The Dallas Morning News
Will artificial intelligence replace your physician?
CHATGPT passed exams and fell short when interacting with patients, but it has a place in medicine
To practice medicine in the United States, one needs to pass three Medical Licensing Exams. Medical students spend countless hours studying to pass these exams, also known as USMLES. During the first exam or Step 1, for example, a typical medical student will study 500 to 600 hours over six to eight weeks, averaging 10 hours a day.
Recently, the Generative Pretrained Transformer, CHATGPT, a generative artificial intelligence developed at the Openai research laboratory, passed or nearly met the passing threshold for all three medical exams without any specialized training, human input or reinforcement. In the study, “Performance of CHATGPT on USMLE: Potential for Ai-assisted medical education using large language models” published in PLOS Digital Health, the authors found CHATGPT demonstrated a high level of consistency and insight into its explanations for choosing the correct answer.
In another study titled “CHATGPT and antimicrobial advice: The end of the consulting infection doctor?” published in England’s premier medical journal, The Lancet, the authors asked CHATGPT eight hypothetical questions about infectious disease scenarios. They found CHATGPT recommended treatments that were appropriate for the diagnosis, prescribed antibiotics only if medically necessary, and recognized the implications of clinical response by providing management options, disclaimers and sources of advice.
In certain scenarios, however, CHATGPT ignored its own advice and missed patient safety clues, recommending inappropriate management plans. More worrisome, CHATGPT entered “failure modes” during which dangerous advice was repeatedly given despite prompting and redirecting.
While CHATGPT can pass licensing exams, it does have limitations when interacting directly in patient care.
Regardless, these limitations will not prevent CHATGPT from being further used by both doctors and patients. What started out as “Doctor Google” has been transformed into something more influential. From a single prompt, CHATGPT can examine millions of data points and prioritize a few hundred words that are most relevant to the questions by integrating information from various sources into a concrete statement. In addition, AI can mitigate many human limitations in decision-making: mainly, decisions that are driven by emotions such as fear and greed, and various cognitive biases.

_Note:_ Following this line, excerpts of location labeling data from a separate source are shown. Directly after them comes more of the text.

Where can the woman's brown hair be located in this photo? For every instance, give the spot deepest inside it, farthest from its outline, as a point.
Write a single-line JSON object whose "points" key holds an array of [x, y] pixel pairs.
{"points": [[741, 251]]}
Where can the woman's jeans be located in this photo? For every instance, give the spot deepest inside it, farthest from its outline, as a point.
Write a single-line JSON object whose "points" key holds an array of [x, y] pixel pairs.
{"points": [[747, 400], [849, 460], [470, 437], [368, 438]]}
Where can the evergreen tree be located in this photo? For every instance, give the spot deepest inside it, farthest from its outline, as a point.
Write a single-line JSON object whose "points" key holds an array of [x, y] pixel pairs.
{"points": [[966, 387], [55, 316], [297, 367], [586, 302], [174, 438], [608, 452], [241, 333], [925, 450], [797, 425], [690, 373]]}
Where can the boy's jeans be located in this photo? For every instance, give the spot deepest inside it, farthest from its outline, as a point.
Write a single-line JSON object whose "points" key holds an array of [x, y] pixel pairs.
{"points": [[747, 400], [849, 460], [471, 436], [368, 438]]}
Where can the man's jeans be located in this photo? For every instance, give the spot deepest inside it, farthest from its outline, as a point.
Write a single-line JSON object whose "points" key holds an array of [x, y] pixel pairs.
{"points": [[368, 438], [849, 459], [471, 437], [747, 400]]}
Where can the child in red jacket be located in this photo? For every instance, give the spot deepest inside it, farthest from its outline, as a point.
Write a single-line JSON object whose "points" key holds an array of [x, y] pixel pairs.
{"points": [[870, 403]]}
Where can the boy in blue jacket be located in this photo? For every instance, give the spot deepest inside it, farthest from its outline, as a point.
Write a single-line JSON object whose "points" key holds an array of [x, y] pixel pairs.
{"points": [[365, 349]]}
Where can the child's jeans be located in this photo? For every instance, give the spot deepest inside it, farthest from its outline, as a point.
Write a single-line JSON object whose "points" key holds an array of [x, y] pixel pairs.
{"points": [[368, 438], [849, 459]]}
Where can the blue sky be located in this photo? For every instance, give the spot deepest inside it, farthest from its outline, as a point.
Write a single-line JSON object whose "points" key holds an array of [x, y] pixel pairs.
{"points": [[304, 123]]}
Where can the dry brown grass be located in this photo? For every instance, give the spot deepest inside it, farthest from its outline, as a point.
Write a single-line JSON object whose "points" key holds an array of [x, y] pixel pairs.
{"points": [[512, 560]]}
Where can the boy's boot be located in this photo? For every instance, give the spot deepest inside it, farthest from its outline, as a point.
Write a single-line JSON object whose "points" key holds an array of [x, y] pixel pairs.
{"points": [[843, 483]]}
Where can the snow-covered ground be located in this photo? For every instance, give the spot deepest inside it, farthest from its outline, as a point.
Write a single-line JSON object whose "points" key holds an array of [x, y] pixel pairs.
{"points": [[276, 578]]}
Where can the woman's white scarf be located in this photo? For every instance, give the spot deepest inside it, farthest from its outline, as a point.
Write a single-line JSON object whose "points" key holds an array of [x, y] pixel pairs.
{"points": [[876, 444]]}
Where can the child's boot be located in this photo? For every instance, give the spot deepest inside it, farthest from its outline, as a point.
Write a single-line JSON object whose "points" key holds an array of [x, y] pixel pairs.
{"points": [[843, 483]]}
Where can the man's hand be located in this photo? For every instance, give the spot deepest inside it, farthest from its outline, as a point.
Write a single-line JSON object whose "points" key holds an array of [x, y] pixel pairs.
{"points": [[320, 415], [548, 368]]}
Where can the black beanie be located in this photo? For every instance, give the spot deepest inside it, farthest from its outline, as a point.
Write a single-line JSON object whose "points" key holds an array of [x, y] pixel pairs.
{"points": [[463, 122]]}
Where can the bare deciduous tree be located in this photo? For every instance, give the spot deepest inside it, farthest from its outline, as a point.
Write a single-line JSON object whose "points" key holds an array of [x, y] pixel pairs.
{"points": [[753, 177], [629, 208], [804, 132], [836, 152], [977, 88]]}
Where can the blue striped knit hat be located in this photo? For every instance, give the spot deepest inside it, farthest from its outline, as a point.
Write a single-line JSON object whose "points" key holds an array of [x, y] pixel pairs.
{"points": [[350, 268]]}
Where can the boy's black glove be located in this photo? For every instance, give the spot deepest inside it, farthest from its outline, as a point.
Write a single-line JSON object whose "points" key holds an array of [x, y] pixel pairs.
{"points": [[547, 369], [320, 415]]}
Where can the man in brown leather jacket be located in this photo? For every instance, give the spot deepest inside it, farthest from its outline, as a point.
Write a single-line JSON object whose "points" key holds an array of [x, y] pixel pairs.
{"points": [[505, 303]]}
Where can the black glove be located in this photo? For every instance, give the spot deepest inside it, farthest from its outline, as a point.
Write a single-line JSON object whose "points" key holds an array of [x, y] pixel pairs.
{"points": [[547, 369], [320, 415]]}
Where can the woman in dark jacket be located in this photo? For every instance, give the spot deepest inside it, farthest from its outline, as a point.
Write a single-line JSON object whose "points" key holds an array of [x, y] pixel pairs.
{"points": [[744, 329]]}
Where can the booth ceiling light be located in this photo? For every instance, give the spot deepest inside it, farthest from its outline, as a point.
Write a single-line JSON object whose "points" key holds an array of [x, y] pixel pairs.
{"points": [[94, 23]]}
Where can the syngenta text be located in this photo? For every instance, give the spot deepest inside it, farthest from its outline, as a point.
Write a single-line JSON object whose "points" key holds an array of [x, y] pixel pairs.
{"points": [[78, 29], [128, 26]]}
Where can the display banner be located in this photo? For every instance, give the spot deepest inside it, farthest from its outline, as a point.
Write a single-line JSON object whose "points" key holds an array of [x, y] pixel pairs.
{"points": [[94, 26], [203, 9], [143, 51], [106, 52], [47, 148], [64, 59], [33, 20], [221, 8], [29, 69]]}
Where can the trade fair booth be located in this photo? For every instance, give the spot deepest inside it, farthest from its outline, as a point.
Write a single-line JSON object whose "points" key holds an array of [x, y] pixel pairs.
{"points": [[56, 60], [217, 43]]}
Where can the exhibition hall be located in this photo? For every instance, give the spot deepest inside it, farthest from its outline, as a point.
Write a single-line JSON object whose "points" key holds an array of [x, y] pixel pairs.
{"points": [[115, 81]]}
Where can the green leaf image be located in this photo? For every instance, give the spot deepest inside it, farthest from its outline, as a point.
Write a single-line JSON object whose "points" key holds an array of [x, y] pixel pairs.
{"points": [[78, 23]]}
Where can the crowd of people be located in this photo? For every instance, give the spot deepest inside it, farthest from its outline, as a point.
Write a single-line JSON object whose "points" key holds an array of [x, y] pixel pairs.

However, as the AI model continues to improve, there will be a predisposition toward relying on an automated system, while reducing human cognitive and emotional elements. That is, without human input, Aigenerated answers will produce overconfidence in results, a phenomenon known as “automation bias.”
As AI continues to advance human knowledge, there needs to be a continued human presence. The authors of the study in PLOS Digital Health discovered some of their best results when CHATGPT was used to augment the medical education process by helping humans learn.
Specifically, CHATGPT taught best when concepts were non-obvious and not in the learners’ sphere of awareness, which is a significant result when determining how to use AI in medical education and medical practice.
In a recent Wall Street Journal opinion piece by Henry Kissinger, Eric Schmidt and Daniel Huttenlocher, they discuss the philosophical and practical challenges that AI presents, ultimately positing that “AI, when coupled with human reason, stands to be a more powerful means of discovery than human reason alone.”
This is an oft-repeated phrase that carries weight as we navigate how to apply AI in the modern world. However, when considering how AI applies to medicine and patient care, AI is poor at deciphering how humans have different worldviews, emotions and needs — concepts that require a human touch.
Ultimately, CHATGPT has shown that AI can augment human reasoning in medical education and medical practice, but the results of early studies have shown the reverse is also true: human reasoning and emotion, when coupled with AI, can be more powerful than AI alone.